In the state, he argued, the best minds and the finest souls should rule. They formed a class of philosopher-rulers whose authority should not be questioned by the rest of the group. He believed that since they were philosopher-rulers their rule would be good and just. They could understand the right, and would do it without question. The rest of the members of the state he would place in classes suited to their talents.
Those who had a talent for war should be placed in the warrior class. Those who had a talent for mercantile pursuits would be in the trade and merchant class. The slaves should be placed in the slave class. Plato believed that such an organization would give the best possible state and that in it each individual, doing his assigned Job to the best of his ability, would be happy end would develop to his fullest.
This ideal state is developed in Plato’s famous book, the Republic. In a book written somewhat later, the Laws, he argues that all citizens should have a voice in the government and that all work should be turned over to the slaves. This theory of the state is fundamentally aristocratic.
Plato was wealthy, a son of the most favored class in Athens. Being such, he never was able to be wholly democratic, but aligned himself with the more aristocratic thought of his day. Further, his theory was socialistic in that it provided for complete control by the state of the lives of its members. The wealth of all was to be devoted to the use of all as they needed and deserved it, and the rulers could say in what class each individual should work and live. The state was supreme, but this doctrine was robbed of its sting by his added argument that in such a state each person would be happy and develop to his fullest.
ARISTOTLE, the pupil of Plato, developed a philosophy of the state which resembled that of his teacher very much. He held that man is by nature a social animal and, as such, can realize his truest self only in society and among his kind. Although the earliest forms of social living were the family and later the community, the goal of social evolution was, for Aristotle, the city state such as was known in Greece during his lifetime.

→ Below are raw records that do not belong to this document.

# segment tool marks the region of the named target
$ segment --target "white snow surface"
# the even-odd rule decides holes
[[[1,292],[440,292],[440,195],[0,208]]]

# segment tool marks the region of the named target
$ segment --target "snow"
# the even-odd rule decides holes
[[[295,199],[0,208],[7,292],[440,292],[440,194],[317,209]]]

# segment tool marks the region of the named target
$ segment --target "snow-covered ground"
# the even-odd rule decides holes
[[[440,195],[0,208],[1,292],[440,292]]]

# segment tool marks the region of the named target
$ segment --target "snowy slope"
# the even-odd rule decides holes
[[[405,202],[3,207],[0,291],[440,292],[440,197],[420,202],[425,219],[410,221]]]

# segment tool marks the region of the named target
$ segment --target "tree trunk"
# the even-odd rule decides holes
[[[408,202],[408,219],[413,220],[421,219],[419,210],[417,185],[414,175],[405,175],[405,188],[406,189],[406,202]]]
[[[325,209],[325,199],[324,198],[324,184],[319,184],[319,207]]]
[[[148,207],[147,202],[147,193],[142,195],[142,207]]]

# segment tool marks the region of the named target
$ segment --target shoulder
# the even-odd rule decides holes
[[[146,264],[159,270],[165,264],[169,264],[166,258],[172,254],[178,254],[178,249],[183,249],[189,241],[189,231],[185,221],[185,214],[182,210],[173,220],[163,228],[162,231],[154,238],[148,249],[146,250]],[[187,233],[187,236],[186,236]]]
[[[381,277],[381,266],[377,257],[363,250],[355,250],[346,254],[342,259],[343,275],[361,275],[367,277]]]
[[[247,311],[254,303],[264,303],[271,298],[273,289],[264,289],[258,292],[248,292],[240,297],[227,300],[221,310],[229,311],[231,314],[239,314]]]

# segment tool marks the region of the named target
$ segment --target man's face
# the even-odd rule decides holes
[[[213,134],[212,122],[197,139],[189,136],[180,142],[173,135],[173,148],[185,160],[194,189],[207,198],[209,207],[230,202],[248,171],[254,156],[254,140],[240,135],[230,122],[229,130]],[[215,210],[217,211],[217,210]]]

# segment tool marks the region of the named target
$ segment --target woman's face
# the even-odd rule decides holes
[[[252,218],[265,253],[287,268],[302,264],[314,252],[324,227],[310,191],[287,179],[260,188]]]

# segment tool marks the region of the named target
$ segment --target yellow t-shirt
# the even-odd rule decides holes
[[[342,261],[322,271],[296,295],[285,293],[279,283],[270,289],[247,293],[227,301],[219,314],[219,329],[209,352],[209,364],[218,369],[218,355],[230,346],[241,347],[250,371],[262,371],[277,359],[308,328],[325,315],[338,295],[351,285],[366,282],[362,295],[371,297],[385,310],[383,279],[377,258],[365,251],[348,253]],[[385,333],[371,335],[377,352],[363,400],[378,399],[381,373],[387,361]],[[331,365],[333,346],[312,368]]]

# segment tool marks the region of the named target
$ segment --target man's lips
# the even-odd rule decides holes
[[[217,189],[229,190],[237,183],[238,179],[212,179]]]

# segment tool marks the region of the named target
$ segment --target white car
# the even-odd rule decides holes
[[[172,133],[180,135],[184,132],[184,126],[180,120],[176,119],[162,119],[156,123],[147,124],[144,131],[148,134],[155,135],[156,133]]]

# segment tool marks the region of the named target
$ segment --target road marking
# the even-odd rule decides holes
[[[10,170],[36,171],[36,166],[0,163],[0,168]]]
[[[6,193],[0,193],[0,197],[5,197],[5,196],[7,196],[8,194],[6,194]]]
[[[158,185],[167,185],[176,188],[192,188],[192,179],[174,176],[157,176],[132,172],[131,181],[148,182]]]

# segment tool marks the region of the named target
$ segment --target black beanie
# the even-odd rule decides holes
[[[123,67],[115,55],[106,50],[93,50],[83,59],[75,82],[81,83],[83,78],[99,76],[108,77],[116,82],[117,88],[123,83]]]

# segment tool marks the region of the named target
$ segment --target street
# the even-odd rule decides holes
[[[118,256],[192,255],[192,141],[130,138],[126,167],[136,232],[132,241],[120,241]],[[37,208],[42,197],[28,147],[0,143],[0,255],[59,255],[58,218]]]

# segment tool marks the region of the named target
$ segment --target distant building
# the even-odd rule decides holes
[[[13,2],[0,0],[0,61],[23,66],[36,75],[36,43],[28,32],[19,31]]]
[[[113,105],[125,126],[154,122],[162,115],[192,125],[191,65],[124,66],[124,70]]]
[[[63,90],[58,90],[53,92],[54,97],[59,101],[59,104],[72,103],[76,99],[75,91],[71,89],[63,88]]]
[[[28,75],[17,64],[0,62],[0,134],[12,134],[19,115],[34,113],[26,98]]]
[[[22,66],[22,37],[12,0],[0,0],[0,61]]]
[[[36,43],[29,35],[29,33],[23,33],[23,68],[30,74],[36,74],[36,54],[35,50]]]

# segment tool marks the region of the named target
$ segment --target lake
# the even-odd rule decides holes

Since Aristotle believed, as we have pointed out before, that the whole is prior to its parts, he held that the state was prior to the individual member of the state. The individual is born into the state which has existed long before he became a member. But, the goal of the state, he maintained, is to produce good citizens.
Therefore, it should be organized and conducted so that it enables each member to become wholly good. To the extent that die state does not enable the individual to live a virtuous and happy life, it is evil. Any constitution, he argued, should be adjusted to the nature and the needs of the members of the particular group. But, in any group there are individuals who are unequal in many ways. Therefore, a good constitution must recognize these natural unequalities and confer rights accordingly.
In so far as all men are equal, the constitution must confer equal rights, but in so far as they are unequal, it must confer unequal rights. Among the unequalities which he would recognize are those of personal abilities, property, birth, and freedom. You treat slaves differently from free men and those born of slaves differently from those born of free men.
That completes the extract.